Um empregado dispensado sem justa causa ganhou na Justiça Federal o direito de receber o seguro-desemprego, pago pela União, após a sentença arbitral ter reconhecido que a rescisão do contrato de trabalho ocorreu sem justa causa. A União recorreu da sentença ao argumento de que a arbitragem não pode ser aplicada a dissídios (controvérsias) trabalhistas individuais, mas somente no âmbito do direito coletivo do trabalho.

Com isso, afirmou a União, a autora do mandado de segurança (impetrante) não teria preenchido os requisitos legais, não havendo ilegalidade no ato que negou o seguro-desemprego.

A sentença arbitral é um meio de solucionar conflitos entre as partes de maneira privada e extrajudicial.

Na relatoria do processo, a juíza federal convocada pelo TRF1 Cristiane Pederzolli Rentzsch explicou que requisitos para a concessão do benefício estão previstos no art. 3º da Lei 7.998/1990, como “ter sido dispensado sem justa causa” e “não possuir renda própria de qualquer natureza suficiente à sua manutenção e de sua família”.
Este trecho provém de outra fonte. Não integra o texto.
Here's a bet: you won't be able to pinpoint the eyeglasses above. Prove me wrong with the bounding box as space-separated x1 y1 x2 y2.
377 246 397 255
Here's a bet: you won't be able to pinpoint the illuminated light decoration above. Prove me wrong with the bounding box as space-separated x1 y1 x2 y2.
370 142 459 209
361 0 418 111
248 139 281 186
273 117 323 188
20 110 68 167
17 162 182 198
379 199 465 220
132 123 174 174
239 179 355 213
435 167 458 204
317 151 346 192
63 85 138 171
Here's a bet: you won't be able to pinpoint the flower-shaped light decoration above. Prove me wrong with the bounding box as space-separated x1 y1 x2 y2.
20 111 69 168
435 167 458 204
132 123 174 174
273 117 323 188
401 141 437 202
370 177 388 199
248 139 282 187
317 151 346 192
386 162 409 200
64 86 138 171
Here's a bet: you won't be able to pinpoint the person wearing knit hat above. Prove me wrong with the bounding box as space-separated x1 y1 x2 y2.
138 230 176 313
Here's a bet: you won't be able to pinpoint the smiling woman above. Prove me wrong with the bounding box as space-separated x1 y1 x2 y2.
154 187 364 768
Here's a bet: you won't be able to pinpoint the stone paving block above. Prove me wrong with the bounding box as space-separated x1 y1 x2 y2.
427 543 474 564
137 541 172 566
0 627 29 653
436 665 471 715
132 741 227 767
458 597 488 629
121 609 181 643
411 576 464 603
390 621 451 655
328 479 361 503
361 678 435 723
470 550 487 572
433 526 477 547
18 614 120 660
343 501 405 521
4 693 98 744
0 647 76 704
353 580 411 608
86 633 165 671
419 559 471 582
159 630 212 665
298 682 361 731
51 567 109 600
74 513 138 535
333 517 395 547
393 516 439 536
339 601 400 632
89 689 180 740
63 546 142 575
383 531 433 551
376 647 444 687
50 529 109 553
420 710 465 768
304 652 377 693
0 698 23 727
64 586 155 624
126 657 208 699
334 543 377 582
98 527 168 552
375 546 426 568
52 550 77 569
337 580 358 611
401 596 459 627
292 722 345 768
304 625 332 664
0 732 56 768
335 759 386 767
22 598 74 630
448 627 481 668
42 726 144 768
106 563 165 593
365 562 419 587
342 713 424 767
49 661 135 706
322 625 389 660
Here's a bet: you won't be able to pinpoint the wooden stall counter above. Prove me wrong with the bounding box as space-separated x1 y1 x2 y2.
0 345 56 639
Embora o tema da arbitragem no direito individual do trabalho seja polêmico, prosseguiu a relatora, as regras que protegem o trabalhador não devem ser utilizadas para justificar decisões que o prejudiquem, tornando a situação de vulnerabilidade ainda pior.

Proteção aos direitos fundamentais – A magistrada acrescentou que a interpretação dos dispositivos que preveem direitos humanos e fundamentais deve ser feita levando em conta o princípio pro homine, ou seja, em benefício do indivíduo, visando aprimorar a proteção aos titulares, e não para prejudicá-los.
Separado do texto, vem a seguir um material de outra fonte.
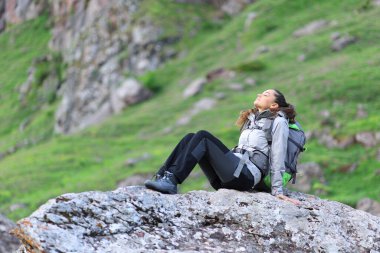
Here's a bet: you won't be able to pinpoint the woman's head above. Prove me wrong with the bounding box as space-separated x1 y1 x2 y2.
235 88 296 129
253 89 279 111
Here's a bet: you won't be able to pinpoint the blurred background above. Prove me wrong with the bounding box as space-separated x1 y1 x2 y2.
0 0 379 225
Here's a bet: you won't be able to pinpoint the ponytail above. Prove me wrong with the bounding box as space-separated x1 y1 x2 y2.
272 89 296 124
235 108 257 129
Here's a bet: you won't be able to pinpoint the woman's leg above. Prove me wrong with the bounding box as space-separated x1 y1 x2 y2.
198 156 223 190
156 131 224 190
195 134 255 191
156 132 195 176
147 129 256 193
170 130 241 184
220 167 255 191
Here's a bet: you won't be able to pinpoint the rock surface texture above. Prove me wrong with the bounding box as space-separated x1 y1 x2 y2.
0 214 20 253
12 186 380 253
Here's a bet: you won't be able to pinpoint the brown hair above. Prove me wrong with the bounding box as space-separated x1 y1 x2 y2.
234 89 296 129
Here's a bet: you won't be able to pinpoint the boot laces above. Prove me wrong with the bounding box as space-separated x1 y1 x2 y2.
152 173 162 180
162 171 173 180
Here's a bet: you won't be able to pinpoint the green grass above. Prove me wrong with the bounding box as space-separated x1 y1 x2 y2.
1 0 380 221
0 14 55 152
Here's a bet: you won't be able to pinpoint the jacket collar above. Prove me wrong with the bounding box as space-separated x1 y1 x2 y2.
254 109 274 121
248 109 288 121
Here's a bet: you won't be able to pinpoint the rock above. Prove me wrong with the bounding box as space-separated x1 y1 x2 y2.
117 173 153 187
373 0 380 7
55 76 152 134
124 152 152 167
220 0 255 16
313 130 332 147
11 186 380 252
110 78 152 114
0 18 5 33
330 31 341 41
176 97 217 126
337 163 358 173
319 109 334 126
0 152 6 160
0 0 5 33
9 203 27 212
214 92 226 100
356 198 380 217
183 77 208 98
314 130 355 149
304 130 314 141
319 109 330 118
293 20 330 37
205 68 235 82
3 0 47 26
356 103 368 119
355 131 378 148
131 19 162 45
162 126 174 135
297 54 306 62
18 66 35 105
55 96 114 135
227 83 244 91
176 116 192 127
331 33 357 51
0 214 20 253
336 135 355 149
244 11 257 30
253 45 269 58
288 162 324 192
19 55 63 107
244 77 256 86
49 0 181 134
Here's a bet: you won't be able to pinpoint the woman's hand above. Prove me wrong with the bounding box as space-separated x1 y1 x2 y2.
276 194 302 206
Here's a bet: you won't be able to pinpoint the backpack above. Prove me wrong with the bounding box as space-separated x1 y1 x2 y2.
264 118 306 186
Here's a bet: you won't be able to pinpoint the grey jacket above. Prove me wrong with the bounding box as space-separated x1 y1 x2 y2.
237 110 289 196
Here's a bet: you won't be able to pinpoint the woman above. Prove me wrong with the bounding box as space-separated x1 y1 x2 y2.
144 89 301 205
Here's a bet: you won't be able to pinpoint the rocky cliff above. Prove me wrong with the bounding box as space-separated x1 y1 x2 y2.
49 0 187 134
49 0 255 134
0 0 48 33
2 0 256 135
11 186 380 252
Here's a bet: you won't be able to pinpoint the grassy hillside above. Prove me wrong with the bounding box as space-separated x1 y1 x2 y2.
1 0 380 221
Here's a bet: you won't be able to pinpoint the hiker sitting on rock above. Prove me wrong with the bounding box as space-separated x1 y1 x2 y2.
145 89 301 205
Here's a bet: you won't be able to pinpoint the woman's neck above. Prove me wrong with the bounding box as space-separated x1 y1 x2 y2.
257 108 269 113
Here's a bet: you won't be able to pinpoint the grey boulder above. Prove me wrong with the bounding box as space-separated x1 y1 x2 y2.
12 186 380 252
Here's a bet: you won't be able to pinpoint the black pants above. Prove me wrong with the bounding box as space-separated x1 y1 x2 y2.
157 130 256 191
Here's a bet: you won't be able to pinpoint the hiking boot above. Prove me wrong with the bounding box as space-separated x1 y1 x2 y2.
144 171 178 194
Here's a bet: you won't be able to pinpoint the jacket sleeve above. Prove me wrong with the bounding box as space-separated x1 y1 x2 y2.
269 117 289 196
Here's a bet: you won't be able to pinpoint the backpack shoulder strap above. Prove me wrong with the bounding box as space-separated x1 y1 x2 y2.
265 118 274 145
266 113 281 144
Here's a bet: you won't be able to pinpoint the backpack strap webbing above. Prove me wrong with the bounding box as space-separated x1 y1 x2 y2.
288 137 306 152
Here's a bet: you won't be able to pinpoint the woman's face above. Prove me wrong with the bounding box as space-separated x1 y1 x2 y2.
253 89 278 111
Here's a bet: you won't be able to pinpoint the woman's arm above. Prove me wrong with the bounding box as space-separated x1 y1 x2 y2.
269 116 289 196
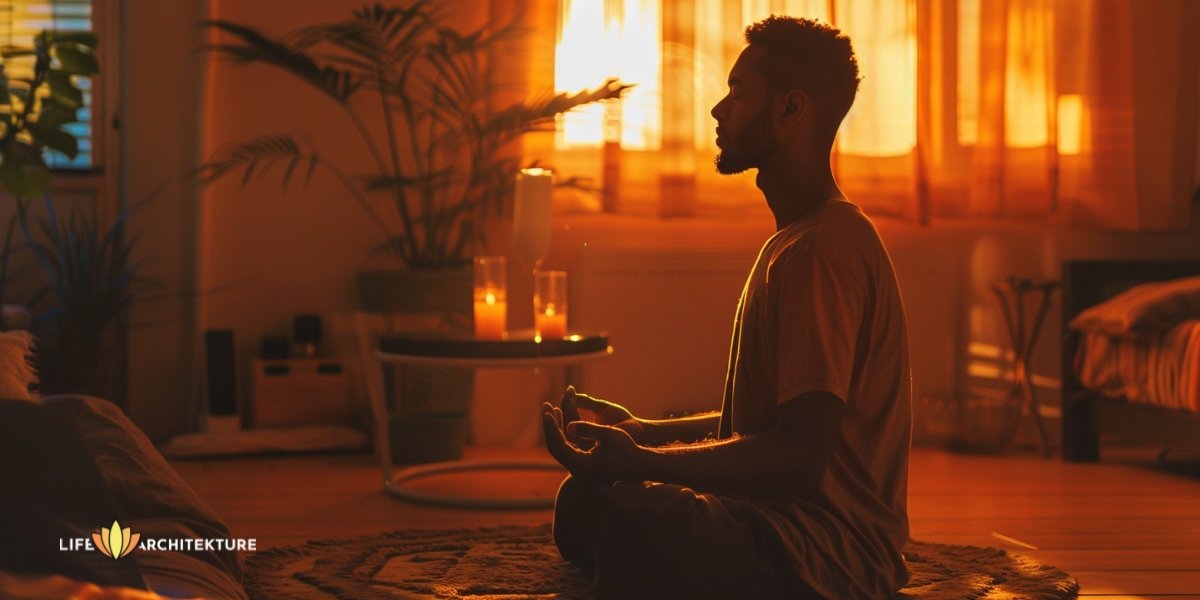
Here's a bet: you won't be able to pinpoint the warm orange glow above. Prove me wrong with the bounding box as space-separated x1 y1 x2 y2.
474 291 507 340
558 0 915 157
1057 94 1082 155
967 361 1004 380
536 303 568 338
957 0 980 146
959 0 1055 149
1003 0 1053 148
556 0 659 149
968 341 1003 359
835 0 917 157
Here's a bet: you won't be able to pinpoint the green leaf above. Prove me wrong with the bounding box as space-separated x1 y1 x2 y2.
36 99 77 129
27 120 78 158
0 142 51 198
54 46 99 75
47 31 99 49
46 71 84 109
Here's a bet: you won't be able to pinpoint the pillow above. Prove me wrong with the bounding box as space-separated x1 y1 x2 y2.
0 330 38 402
1069 275 1200 337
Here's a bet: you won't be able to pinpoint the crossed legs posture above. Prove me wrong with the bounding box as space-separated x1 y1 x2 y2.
553 475 821 600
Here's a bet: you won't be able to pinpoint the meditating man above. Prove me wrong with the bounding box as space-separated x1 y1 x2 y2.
542 16 911 600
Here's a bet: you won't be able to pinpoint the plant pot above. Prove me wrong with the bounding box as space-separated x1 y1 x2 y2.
357 267 473 318
389 412 469 464
359 267 476 462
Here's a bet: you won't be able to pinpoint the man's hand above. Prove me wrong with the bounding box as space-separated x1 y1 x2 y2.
560 386 645 446
542 401 647 485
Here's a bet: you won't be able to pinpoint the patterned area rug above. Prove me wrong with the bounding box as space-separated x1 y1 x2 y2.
244 524 1079 599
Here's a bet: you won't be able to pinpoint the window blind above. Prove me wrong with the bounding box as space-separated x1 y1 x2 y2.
0 0 93 169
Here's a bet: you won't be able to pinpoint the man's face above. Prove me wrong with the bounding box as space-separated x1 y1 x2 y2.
711 46 777 175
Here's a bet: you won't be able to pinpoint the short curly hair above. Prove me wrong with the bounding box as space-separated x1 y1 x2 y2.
744 16 861 145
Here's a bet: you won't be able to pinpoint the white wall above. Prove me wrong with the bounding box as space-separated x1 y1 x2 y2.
122 0 207 440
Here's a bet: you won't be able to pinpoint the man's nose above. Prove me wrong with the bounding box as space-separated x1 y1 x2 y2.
710 97 725 121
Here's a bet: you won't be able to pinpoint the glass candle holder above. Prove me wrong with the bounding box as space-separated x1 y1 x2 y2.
534 270 568 340
473 256 507 339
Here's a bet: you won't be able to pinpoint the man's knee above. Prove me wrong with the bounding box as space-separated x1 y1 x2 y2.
552 476 609 571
Segundo ela, a sentença confirmou a proteção dos direitos fundamentais relacionados à segurança contra dispensa injustificada e ao acesso ao seguro-desemprego. Isso se alinha com o princípio da máxima efetividade, uma importante diretriz na interpretação de direitos humanos e fundamentais.

“Conclui-se, diante desse panorama, que decidiu acertadamente o juízo a quo, ao reconhecer que, independentemente da possibilidade ou não da arbitragem para litígios sobre relações individuais de trabalho, a sentença arbitral pode servir como prova da dispensa sem justa causa, fundamentando a concessão do seguro-desemprego, se preenchidos os demais requisitos”, finalizou a relatora.

Por unanimidade, a 2ª Turma do Tribunal Regional Federal da 1ª Região manteve a sentença.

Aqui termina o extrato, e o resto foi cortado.